Soft sweet tropical match
Sapodilla-based dressing at 1:1 by piece holds emulsion at 55°F for 35-45 minutes before separation. Blend with 2 tablespoons oil and 1 tablespoon lime juice per piece; the 22 Brix sweetness covers bitter greens like frisée. Stir once more before plating to reset droplet distribution on the leaves.
Creamy texture, blend with pineapple
Half a cherimoya per banana makes a silkier dressing — thinner at 80 centipoise. Emulsify with 1 tablespoon rice vinegar and 2 tablespoons olive oil per piece. Its delicate aroma fades past 30 minutes at 55°F, so plate the salad immediately after dressing or flavor falls off the leaf.
Creamy and sweet, closest texture
Custard-apple 1:1 by piece runs thicker than banana at 130 centipoise — thin with 2 tablespoons water per piece plus 1 tablespoon white wine vinegar. Sieve seeds out thoroughly. Holds a clinging coat on butter lettuce for 40 minutes before coalescing, giving a slightly longer window than banana-based dressing.
Creamy base, add vanilla extract
Durian 1:1 by cup makes a controversial dressing — 35% solids and sulfur aromatics. Blend with 3 tablespoons lime juice and 2 tablespoons neutral oil per cup to thin and counterbalance. Serve on robust greens like kale or radicchio; the aroma dominates delicate bibb within 10 seconds of tossing.
Applesauce works in baking as moisture swap
Applesauce at 1:1 by cup yields a thinner dressing near 100 centipoise. Emulsify with 3 tablespoons olive oil and 1 tablespoon cider vinegar per cup. Sweetness is lower than banana (12 Brix vs 17) — add 1 teaspoon honey to balance mustard powder's bite. Emulsion holds 30 minutes at 55°F before break.

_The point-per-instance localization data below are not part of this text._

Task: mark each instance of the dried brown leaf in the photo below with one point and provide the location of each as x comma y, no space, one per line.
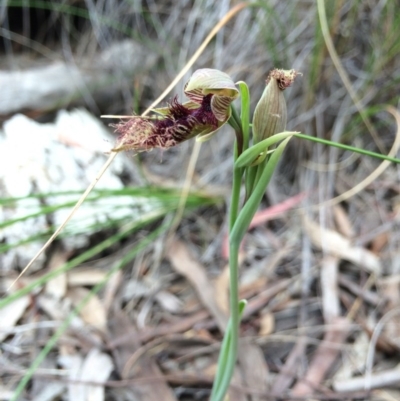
333,243
93,313
10,314
184,263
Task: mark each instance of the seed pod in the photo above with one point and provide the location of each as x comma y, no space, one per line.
270,115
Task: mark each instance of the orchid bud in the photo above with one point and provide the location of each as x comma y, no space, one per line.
270,115
210,92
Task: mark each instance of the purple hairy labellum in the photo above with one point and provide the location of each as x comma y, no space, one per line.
210,92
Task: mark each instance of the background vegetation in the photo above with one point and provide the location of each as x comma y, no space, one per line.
323,277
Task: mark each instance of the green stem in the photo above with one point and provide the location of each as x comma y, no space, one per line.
227,358
232,332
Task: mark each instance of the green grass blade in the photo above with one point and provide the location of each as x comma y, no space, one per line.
53,340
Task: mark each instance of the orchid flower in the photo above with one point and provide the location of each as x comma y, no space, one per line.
211,93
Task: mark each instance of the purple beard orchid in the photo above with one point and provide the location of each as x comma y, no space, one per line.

Mashed, works in baking for moisture
Half a cup sweet potato per cup of banana makes an unusually thick dressing — roughly 250 centipoise. Thin with 1/4 cup water and 2 tablespoons apple cider vinegar per cup. Its earthy flavor pairs well with warm grain bowls at 55°F serving temp, though it coats less cleanly on delicate leaves.

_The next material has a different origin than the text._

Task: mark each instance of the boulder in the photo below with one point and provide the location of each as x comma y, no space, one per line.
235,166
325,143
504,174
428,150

Mash half banana per egg, best in baking
Egg-sub 1:1 by unit plus 3 tablespoons oil, 1 tablespoon lemon juice, and 1/2 teaspoon mustard powder builds a vegan mayo-style dressing at 55°F. Emulsion holds 50 minutes thanks to gum stabilizers — longer than banana — but skip any heat above 90°F or the proteins coagulate and the sauce grains.
Creamy texture in smoothies, not sweet
One avocado per banana makes a Green Goddess-style dressing with 15g fat providing its own emulsion without added oil. Thin with 2 tablespoons lime juice and 2 tablespoons water per avocado. Coats leaves for 45 minutes at 55°F before oxidation browns the rim — acidification delays this window.